17. In the case of Baijnath Prasad Sah (supra) the Full Bench of Patna High Court held that if the judgment-debtor fails to raise an objection which he ought to have raised, the Court passing the order for execution of the decree must be deemed to have decided all the objections. 18. A Division Bench of this Court in the case of Piarelal Khuman vs. Bjhagwati Prasad Kanhayalal and Others, AIR 1969 MP 35 relying on the principles laid down in the cases of Mohanlal Goenka (supra) and Baijnath Prasad Sah (supra), reiterated the same law in the following terms: “30. Turning now to the case of those judgment-debtors who did not object to the proceedings in execution, the contention is that they are not bound by the decision of the executing court.
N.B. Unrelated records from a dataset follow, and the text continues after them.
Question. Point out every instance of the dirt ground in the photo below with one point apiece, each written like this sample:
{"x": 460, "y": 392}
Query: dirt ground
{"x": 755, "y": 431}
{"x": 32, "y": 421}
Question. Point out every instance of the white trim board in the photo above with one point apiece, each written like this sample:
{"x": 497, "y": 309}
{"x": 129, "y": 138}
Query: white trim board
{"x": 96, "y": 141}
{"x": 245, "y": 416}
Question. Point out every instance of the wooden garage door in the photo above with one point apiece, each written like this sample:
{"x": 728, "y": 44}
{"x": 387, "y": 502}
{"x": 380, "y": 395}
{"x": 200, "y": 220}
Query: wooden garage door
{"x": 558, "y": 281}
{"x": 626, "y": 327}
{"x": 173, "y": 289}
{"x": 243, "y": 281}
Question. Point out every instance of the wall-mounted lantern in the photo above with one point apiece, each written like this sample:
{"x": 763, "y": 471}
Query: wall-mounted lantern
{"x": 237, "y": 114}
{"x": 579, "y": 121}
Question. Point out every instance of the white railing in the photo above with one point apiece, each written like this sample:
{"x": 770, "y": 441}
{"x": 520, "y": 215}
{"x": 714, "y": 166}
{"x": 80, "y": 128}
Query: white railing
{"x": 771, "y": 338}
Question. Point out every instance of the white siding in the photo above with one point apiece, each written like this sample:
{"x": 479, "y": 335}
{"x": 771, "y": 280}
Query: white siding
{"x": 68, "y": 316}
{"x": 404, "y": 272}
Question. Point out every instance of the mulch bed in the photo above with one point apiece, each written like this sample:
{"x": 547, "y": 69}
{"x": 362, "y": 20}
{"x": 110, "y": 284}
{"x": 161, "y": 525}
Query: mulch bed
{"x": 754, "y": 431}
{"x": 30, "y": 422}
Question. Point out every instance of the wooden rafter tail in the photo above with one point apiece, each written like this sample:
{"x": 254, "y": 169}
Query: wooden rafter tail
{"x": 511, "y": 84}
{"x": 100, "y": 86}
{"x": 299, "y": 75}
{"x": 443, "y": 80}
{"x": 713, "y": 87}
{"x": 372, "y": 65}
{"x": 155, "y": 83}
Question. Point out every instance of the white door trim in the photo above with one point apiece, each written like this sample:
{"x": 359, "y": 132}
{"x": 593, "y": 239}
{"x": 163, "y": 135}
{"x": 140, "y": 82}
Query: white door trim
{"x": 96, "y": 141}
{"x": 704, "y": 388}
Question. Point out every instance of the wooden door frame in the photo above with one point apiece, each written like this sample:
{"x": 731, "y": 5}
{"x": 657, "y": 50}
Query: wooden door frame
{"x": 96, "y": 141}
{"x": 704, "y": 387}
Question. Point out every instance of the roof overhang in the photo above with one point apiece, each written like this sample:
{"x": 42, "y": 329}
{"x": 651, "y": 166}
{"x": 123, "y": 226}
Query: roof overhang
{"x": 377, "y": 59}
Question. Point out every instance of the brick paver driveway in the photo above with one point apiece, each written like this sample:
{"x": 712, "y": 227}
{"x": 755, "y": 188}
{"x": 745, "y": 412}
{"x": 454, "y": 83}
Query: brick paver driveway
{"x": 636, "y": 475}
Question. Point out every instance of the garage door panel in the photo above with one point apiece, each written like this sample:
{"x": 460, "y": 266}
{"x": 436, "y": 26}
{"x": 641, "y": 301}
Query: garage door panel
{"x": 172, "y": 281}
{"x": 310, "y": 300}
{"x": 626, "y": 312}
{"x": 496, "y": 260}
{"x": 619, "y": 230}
It is clear from the cases cited earlier that the rule of constructive res judicata applies to execution proceedings also and a plea on which the judgment-debtors could have objected to the execution cannot later be raised if there is omission to raise it at the proper occasion. We may only refer to Mohanlal Goenka’s Case, AIR 1953 SC 65 (supra) in which an objection was raised but was not decided by the executing Court and yet it was held that it was res judicata by reason of Explanation 4 to Section 11 of the CPC. In the case of Baijnath Prasad Sah (supra), no objection was raised by the judgment-debtor but it was held that as the Court proceeded with execution, the point impliedly decided and the judgment-debtor could not raise it later.” 19. Considering the facts, circumstances of the case in proper perspective and in view of the enunciation of law governing the field, the instant revision sans substance, deserves to and is hereby dismissed. However, there shall be no order as to costs.